Reputation: 77
I have a requirement to read approx. 10 million records from a PostGIS database into a GeoPandas dataframe. Reading the data directly from the database takes approx. 15 minutes via the following:
geopandas.GeoDataFrame.from_postgis(sql, engine)

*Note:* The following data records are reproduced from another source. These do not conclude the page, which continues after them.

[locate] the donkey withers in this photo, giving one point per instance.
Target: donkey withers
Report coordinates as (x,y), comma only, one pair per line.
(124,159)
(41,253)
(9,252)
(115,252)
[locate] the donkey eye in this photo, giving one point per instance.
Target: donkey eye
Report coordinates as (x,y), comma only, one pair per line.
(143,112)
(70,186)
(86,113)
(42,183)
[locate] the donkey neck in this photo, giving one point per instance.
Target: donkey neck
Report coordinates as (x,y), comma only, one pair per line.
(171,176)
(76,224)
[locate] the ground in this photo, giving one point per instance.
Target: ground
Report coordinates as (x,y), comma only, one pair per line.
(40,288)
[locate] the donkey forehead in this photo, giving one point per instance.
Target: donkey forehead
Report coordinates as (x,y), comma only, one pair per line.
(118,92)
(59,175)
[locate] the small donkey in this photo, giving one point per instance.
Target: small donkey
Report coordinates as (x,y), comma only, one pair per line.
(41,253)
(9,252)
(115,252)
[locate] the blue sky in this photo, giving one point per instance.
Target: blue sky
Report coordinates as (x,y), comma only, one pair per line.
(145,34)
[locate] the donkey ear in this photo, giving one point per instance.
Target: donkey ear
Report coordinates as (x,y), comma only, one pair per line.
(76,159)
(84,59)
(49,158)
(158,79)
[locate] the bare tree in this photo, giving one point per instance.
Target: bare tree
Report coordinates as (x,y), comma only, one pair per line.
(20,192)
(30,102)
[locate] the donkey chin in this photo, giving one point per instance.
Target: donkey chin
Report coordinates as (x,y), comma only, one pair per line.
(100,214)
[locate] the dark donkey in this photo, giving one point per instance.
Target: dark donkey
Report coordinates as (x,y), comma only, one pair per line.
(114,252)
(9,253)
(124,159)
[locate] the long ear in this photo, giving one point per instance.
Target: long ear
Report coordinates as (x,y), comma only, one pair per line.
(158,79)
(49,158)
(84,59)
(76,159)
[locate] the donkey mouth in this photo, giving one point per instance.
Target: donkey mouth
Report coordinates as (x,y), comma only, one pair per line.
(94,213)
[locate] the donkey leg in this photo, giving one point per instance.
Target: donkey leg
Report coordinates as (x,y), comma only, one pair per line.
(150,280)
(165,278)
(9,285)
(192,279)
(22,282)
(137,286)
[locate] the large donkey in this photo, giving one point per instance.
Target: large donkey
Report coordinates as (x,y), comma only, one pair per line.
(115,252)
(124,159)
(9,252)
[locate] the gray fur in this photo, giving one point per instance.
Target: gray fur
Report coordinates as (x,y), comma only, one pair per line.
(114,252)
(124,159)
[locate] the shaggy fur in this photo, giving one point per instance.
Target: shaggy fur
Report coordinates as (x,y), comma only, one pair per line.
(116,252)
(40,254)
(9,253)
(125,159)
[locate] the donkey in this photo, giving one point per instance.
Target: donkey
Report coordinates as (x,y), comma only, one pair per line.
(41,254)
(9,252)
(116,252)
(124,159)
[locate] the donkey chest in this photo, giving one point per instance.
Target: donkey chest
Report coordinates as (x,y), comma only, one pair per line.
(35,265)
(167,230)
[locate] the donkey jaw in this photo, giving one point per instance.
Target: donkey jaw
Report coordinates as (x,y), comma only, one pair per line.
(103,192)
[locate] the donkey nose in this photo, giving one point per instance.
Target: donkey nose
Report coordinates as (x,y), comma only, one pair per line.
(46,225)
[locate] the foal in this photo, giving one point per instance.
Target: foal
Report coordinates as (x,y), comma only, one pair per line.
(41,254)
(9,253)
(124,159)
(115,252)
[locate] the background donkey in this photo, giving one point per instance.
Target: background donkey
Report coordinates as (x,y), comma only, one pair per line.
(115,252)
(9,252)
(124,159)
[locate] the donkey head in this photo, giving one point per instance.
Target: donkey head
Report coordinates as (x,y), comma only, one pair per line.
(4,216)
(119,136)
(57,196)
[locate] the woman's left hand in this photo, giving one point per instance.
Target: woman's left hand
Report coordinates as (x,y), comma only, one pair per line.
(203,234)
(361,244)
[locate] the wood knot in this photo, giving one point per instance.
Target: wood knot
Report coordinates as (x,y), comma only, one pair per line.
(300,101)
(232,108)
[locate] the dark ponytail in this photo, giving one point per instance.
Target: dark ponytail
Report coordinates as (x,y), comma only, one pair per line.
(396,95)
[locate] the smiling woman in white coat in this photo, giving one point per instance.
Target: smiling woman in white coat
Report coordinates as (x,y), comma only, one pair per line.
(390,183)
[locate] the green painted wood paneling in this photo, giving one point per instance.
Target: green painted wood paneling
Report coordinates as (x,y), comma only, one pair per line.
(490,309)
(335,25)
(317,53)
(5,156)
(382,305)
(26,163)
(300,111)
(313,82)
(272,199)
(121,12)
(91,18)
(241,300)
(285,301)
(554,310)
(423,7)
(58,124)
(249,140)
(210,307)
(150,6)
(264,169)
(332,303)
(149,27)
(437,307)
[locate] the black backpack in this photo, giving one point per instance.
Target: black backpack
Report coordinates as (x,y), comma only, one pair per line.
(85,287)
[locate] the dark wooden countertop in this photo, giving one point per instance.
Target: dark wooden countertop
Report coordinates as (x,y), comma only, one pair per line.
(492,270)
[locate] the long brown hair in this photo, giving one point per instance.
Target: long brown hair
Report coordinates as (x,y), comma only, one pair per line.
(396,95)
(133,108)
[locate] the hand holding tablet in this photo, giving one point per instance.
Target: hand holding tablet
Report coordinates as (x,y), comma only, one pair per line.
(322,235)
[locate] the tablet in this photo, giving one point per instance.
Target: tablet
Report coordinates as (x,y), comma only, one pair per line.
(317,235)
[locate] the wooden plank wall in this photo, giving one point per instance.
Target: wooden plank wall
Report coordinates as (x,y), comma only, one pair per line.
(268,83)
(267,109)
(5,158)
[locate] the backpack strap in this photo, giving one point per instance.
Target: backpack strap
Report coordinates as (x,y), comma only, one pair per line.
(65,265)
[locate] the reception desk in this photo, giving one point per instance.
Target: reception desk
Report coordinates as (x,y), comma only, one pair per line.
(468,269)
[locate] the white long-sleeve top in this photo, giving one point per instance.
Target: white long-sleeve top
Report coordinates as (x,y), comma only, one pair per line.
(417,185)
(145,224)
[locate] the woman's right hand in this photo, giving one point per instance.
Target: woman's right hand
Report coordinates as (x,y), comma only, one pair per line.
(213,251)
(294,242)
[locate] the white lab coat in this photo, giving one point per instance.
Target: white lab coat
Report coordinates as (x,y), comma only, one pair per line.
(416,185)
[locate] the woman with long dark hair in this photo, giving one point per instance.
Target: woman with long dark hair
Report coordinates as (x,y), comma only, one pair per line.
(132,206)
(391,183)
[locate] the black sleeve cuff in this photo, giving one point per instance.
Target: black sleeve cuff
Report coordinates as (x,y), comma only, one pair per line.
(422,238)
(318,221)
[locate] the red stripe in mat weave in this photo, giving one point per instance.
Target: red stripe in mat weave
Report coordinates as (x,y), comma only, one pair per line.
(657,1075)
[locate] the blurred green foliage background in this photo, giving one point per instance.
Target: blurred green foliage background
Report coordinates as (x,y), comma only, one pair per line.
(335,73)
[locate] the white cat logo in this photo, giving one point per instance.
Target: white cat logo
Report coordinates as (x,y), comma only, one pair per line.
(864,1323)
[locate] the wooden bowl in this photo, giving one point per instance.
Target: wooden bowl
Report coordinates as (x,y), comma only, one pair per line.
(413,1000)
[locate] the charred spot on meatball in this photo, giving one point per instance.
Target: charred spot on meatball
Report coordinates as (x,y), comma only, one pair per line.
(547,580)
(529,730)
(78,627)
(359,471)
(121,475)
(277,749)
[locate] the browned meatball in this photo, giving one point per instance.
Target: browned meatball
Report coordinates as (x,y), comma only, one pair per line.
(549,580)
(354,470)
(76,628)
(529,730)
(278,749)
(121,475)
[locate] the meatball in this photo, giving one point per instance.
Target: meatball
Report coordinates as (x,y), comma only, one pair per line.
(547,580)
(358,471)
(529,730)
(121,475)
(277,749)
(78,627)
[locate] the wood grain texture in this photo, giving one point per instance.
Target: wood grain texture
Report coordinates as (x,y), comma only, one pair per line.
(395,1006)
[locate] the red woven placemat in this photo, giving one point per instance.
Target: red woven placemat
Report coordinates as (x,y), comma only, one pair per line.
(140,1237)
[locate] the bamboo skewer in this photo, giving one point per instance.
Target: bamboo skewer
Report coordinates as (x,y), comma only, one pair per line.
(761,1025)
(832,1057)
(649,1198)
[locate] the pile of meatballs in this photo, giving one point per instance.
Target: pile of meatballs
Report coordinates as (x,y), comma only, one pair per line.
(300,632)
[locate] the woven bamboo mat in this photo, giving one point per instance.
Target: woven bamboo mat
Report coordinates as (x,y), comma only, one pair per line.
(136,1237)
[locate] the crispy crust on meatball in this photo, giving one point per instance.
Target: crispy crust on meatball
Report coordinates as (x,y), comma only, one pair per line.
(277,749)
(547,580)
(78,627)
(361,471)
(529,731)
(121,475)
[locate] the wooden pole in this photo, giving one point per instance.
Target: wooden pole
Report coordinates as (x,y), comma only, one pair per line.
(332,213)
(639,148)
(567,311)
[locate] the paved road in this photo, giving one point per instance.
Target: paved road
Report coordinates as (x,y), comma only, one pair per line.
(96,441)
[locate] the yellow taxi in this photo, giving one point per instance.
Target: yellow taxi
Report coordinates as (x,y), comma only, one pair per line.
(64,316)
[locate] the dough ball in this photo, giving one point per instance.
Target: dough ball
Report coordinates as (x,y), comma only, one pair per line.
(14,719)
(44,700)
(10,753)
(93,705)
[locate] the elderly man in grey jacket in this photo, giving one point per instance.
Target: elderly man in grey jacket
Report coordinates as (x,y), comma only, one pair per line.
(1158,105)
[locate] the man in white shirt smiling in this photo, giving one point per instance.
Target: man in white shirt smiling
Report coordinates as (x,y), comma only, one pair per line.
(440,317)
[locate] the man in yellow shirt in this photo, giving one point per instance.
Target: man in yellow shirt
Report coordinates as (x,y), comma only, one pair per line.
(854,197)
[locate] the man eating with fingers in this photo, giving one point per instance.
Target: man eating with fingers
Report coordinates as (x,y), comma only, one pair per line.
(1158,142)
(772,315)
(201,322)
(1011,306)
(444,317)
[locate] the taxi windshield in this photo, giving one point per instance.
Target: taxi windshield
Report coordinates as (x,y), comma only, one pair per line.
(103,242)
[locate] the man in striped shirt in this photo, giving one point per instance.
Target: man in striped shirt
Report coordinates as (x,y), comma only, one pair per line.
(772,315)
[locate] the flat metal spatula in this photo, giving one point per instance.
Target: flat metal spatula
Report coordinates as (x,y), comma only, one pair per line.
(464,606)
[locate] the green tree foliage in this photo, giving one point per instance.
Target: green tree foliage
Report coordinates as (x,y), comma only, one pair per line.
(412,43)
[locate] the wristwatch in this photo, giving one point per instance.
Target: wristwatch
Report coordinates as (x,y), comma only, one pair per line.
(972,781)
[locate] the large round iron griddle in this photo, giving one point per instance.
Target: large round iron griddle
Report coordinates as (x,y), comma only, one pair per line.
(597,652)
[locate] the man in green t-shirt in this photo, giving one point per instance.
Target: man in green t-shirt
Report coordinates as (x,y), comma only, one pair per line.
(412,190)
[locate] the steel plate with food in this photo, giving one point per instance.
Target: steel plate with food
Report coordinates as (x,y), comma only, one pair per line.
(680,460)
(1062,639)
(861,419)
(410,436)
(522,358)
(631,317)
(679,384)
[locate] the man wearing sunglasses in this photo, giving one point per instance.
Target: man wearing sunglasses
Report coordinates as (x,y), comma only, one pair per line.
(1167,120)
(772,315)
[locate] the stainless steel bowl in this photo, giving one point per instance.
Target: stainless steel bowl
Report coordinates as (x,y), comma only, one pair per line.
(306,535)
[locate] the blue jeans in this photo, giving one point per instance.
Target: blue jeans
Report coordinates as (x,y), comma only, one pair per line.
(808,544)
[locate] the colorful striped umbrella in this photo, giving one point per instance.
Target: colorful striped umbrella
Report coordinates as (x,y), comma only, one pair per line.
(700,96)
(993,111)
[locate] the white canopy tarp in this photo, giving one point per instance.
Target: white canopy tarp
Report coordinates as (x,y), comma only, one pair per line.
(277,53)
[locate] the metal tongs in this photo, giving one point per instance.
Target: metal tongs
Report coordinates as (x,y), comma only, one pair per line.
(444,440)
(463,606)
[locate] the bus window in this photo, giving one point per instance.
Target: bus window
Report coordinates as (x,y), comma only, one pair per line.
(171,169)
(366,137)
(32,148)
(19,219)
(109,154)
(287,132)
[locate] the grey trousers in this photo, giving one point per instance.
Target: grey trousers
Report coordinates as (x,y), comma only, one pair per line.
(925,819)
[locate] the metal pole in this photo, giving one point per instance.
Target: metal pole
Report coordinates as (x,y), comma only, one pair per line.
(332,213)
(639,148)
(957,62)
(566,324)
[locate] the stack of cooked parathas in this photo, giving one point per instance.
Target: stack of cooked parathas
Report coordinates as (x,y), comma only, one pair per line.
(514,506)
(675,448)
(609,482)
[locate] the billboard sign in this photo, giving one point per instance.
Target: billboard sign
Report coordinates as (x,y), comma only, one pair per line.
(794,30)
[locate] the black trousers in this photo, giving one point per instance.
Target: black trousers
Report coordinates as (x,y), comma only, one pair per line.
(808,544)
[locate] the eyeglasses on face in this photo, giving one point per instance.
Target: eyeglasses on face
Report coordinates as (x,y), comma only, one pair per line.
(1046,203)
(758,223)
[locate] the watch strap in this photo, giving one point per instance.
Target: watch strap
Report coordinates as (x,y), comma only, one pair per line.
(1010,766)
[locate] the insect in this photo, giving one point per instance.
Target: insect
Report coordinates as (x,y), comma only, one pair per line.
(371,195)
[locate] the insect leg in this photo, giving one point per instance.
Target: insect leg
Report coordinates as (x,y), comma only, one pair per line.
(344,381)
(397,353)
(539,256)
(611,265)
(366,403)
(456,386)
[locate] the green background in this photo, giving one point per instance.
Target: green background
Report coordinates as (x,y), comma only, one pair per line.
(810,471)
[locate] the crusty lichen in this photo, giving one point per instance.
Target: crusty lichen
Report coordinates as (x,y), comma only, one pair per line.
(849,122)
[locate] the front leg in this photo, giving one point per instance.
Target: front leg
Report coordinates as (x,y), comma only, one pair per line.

This is acceptable, but I have been trying to improve the read performance by using the PostgreSQL COPY command along with the SQLAlchemy copy_export function. Reading the data using this method into a Pandas dataframe takes approx. 60 seconds which is a huge improvement:
def read_data(engine, sql):
with tempfile.TemporaryFile() as tmpFile:
copy_sql = "COPY ({query}) TO STDOUT WITH CSV {head}".format(
query=sql, head='HEADER'
)
con = engine.raw_connection()
cur = con.cursor()
cur.copy_expert(copy_sql, tmpFile)
tmpFile.seek(0)
df = pandas.read_csv(tmpFile)
return df
When trying to do the same, but reading the data into a GeoPandas dataframe, I am running into issues related to the temporary file being used by another process:
def read_data(engine, sql):
with tempfile.NamedTemporaryFile(suffix='.csv') as tmpFile:
copy_sql = "COPY ({query}) TO STDOUT WITH CSV {head}".format(
query=sql, head='HEADER'
)
con = engine.raw_connection()
cur = con.cursor()
cur.copy_expert(copy_sql, tmpFile)
tmpFile.seek(0)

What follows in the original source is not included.